When It Comes to an End: Oxidative Stress Crosstalk with Protein Aggregation and Neuroinflammation Induce Neurodegeneration
(Antioxidants, 2020) Michalska Dziama, Patrycja; León Martínez, Rafael
Neurodegenerative diseases are characterized by a progressive loss of neurons in the brain or spinal cord that leads to a loss of function of the affected areas. The lack of effective treatments and the ever-increasing life expectancy is raising the number of individuals affected, having a tremendous social and economic impact. The brain is particularly vulnerable to oxidative damage given the high energy demand, low levels of antioxidant defenses, and high levels of metal ions. Driven by age-related changes, neurodegeneration is characterized by increased oxidative stress leading to irreversible neuronal damage, followed by cell death. Nevertheless, neurodegenerative diseases are known as complex pathologies where several mechanisms drive neuronal death. Herein we discuss the interplay among oxidative stress, proteinopathy, and neuroinflammation at the early stages of neurodegenerative diseases. Finally, we discuss the use of the Nrf2-ARE pathway as a potential therapeutic strategy based on these molecular mechanisms to develop transformative medicines.

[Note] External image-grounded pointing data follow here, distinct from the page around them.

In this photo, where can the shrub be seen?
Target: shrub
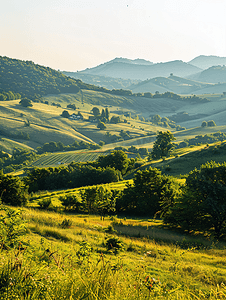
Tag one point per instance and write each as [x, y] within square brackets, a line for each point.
[11, 227]
[70, 202]
[45, 203]
[114, 244]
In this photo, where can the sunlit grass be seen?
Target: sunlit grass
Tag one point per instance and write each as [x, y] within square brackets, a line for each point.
[51, 266]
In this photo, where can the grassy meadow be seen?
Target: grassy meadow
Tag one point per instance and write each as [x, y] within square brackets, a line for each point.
[64, 256]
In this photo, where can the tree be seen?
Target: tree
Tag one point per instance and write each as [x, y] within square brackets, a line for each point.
[148, 191]
[12, 190]
[211, 123]
[96, 111]
[115, 120]
[101, 126]
[98, 200]
[163, 146]
[156, 119]
[117, 159]
[65, 114]
[204, 124]
[107, 114]
[202, 205]
[25, 102]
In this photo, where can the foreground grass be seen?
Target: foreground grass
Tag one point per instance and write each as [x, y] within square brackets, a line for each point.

Novel Multitarget Hybrid Compounds for the Treatment of Alzheimer’s Disease
(Current Topics in Medicinal Chemistry, 2016) Michalska Dziama, Patrycja; Buendia, Izaskun; Almale Del Barrio, Laura; León Martínez, Rafael
Alzheimer's disease (AD) is the most prevalent among the aging diseases known as neurodegenerative disorders. Drug design programs over the last two decades were mainly based on the cholinergic, the amyloid or the tau hypothesis. However, none of the new drugs have a real impact on the outcome of the disease. The complex nature of AD has led to new approaches for drug development programs, the multitarget drug design hypothesis. Based on this hypothesis, the generation of multitarget hybrid compounds from previously known active molecules has been one of the most widely used to obtain new candidates for the future treatment of AD. Here, we summarize recent developments based on the hybridization hypothesis to obtain a potential clinical candidate for AD.